If a patient has a BRAF mutation and has not received a BRAF-targeted therapy, that will be important to consider. Most recently, the phase 3 BEACON study [NCT02928224] looked at encorafenib along with cetuximab; another arm [utilized] encorafenib, cetuximab, and binimetinib [Mektovi].

However, the updated analysis [indicated] that the doublet arm was equal to the 3-drug arm; [therefore], a 2-drug combination is now the standard for BRAF-mutated CRC.

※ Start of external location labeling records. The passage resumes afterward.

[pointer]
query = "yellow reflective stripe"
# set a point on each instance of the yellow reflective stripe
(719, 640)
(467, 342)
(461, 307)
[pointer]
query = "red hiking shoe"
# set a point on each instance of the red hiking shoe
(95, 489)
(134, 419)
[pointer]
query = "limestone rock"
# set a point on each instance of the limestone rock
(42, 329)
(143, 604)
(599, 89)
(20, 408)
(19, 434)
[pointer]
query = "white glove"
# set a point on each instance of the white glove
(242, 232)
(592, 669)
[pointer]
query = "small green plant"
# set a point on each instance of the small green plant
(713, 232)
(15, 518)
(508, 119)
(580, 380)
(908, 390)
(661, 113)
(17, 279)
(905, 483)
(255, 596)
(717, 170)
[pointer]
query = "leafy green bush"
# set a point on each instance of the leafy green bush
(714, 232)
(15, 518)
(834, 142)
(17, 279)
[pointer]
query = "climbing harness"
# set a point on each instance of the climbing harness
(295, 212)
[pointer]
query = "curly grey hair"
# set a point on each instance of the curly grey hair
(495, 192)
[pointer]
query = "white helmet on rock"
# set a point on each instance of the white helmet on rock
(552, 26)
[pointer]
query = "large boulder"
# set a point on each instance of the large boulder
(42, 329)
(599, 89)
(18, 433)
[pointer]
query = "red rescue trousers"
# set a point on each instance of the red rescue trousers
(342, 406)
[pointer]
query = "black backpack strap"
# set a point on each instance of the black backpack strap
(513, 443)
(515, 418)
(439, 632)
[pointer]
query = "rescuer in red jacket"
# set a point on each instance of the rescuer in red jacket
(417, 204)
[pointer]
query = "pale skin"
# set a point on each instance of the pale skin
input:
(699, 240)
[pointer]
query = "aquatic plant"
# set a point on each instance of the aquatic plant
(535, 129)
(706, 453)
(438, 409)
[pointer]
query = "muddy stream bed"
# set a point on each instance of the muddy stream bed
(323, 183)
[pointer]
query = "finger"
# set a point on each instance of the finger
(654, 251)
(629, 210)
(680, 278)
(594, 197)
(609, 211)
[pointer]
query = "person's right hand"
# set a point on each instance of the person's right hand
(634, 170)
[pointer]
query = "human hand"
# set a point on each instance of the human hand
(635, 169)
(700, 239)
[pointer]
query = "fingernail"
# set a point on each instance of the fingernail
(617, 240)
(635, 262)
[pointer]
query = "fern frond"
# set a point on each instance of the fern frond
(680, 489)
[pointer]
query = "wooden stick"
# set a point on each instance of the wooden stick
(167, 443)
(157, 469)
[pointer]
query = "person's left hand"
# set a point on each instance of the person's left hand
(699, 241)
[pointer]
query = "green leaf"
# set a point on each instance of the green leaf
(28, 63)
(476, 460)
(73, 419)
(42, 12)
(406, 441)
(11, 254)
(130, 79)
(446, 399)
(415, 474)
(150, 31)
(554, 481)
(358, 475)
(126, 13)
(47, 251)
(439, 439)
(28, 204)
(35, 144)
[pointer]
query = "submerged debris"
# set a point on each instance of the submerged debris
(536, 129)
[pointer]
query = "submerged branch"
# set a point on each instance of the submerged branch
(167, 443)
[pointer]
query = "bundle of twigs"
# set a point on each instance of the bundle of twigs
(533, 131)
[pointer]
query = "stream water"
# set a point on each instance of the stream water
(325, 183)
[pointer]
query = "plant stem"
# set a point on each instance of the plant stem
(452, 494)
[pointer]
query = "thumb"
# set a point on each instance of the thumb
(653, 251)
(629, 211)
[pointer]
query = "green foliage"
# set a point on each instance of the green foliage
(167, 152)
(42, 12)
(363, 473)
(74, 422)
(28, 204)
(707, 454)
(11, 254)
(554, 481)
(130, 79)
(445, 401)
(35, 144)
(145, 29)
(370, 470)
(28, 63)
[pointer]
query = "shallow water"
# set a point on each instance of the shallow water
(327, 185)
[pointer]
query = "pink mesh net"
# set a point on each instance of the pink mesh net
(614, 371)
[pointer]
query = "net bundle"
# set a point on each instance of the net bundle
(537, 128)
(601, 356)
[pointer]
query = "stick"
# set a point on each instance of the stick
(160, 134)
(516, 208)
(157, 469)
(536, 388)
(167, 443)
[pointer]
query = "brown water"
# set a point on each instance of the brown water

Similarly, for HER2-amplified CRC, clinical trials are looking at a combination of anti–HER2-based therapy—more specifically, trastuzumab [Herceptin] and pertuzumab [Perjeta]—which is being studied compared with irinotecan and cetuximab. We are participating in that clinical trial.

A patient with HER2-amplified CRC who has not received anti-EGFR therapy in the first- or second-line setting is eligible for that clinical trial. There are other data with trastuzumab plus lapatinib [Tykerb], and also, a recent antiHER2-based antibody-drug conjugate has been listed in the National Comprehensive Cancer Network guidelines based on some recent positive data.

For MSI-H disease, if a patient has not previously received immunotherapy, then [one should] definitely consider immunotherapy at that point. [Additionally], a large group of patients may not have any such option available. In those patients, regorafenib, TAS-102 with or without bevacizumab, or a clinical trial is very relevant to consider.

Could further identification of biomarkers help answer some of the ongoing questions in CRC?

Some biomarkers we already know about, such as RAS and PIK3CA. For PIK3CA, some inhibitors are available and are used in other tumors, but they have not panned out so far in CRC.

However, people are looking at other interesting biomarkers. Slowly and gradually, we will tease out more subsets in CRC and provide more specific therapies to each [individual patient], but that is yet to come.

What other patient populations should be an area of focus for research?

Another important group that we definitely need to pay attention to is young-onset CRC. These patients may have mutations present that may be different vs those who have standard-onset CRC. Secondly, in my practice, [I confirm multiple ways to determine if a patient has microsatellite stable [MSS] disease].

If [MSS status is confirmed]—for example, [through] immunohistochemistry [IHC] in a young person—I do a polymerase chain reaction [PCR] test as well. If a PCR-based test has been done first, then I also do an IHC test. [This is] because there is a small—5% to 10%— discrepancy in those tests. Immunotherapy, which has [demonstrated] some durable, long-term responses, is worthwhile to consider. Taking that extra step to confirm if this tumor is MSS or not can make a big difference for those patients.